Saturday, December 6, 2008

NEJM: Long-Term Pegintron Maintenence Not Effective in Non-Responders for Hep C. . . .



[Note: Click above image, to enlarge.]


As requested by a commenter, on our back-up site, here's the run-down on this breaking current-generation Hepatits C pegalated-interferon study result. Quoth the NEJM synopsis, then:
. . . .We conducted a randomized, controlled trial of peginterferon alfa-2a at a dosage of 90 µg per week for 3.5 years, as compared with no treatment, in 1050 patients with chronic hepatitis C and advanced fibrosis who had not had a response to previous therapy with peginterferon and ribavirin. . . . The primary end point was progression of liver disease, as indicated by death, hepatocellular carcinoma, hepatic decompensation, or, for those with bridging fibrosis at baseline, an increase in the Ishak fibrosis score of 2 or more points. . . .

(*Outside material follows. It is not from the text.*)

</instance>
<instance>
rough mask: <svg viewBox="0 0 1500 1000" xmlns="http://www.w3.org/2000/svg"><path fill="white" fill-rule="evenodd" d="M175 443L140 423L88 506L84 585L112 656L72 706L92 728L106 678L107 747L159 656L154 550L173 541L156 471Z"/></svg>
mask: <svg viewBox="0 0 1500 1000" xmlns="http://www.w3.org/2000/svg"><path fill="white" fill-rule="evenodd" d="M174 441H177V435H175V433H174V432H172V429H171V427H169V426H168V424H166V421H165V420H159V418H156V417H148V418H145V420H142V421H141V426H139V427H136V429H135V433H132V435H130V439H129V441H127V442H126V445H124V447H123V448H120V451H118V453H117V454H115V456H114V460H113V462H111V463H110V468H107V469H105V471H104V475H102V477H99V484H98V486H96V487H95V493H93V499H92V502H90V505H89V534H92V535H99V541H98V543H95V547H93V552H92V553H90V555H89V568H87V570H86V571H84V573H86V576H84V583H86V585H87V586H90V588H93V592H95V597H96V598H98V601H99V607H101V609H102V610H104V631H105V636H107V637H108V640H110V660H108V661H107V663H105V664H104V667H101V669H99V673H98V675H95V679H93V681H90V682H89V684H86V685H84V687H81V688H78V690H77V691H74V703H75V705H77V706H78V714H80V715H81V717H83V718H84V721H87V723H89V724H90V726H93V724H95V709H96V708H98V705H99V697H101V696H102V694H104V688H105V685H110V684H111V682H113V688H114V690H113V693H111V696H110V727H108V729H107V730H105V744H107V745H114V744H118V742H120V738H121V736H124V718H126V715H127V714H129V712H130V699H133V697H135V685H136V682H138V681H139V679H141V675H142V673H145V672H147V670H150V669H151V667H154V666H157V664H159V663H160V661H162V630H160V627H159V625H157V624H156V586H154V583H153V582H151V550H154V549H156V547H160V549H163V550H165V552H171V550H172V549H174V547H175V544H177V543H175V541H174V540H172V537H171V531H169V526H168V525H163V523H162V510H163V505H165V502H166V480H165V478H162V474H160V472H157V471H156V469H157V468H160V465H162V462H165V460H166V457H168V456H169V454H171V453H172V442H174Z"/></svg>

We randomly assigned the patients to receive peginterferon (517 patients) or no therapy (533 patients) for 3.5 years. . . . there was no significant difference between the groups in the rate of any primary outcome (34.1% in the treatment group and 33.8% in the control group; hazard ratio, 1.01; 95% confidence interval, 0.81 to 1.27; P=0.90). The percentage of patients with at least one serious adverse event was 38.6% in the treatment group and 31.8% in the control group (P=0.07). . . .

Long-term therapy with peginterferon did not reduce the rate of disease progression in patients with chronic hepatitis C and advanced fibrosis, with or without cirrhosis, who had not had a response to initial treatment with peginterferon and ribavirin. . . .

This plainly makes the recent Teleprevir Phase III results (acheiving very solid efficiacy for Vertex, in the same sort of non-responders) all the more impressive. Bet on Vertex to win the next generation battle, here -- over Schering's boceprevir candidate.

1 comment:

Anonymous said...

Since you brought this back to the forefront, I feel the need to comment.

This data is based on a study with Pegasys that was not very well designed -- too many cooks in the trial design. There have now been 2 PegIntron maintenance studies that show that in a subset of patients with particularly advanced liver disease, PegIntron maintenance therapy is of benefit. This data is being presented again this week at DDW.

As for Telaprevir vs Boceprevir, all signs point to both being filed at about the same time based upon where the phase 3 studies stand. The issue will be which is more difficult to overcome, a bad rash from telaprevir or the perceived higher anemia rate with boceprevir.

I think you do a very good job of presenting the business issues that SP has, but when you continually take data out of context and always spin it to put SP in the worst possible light you lose credibility.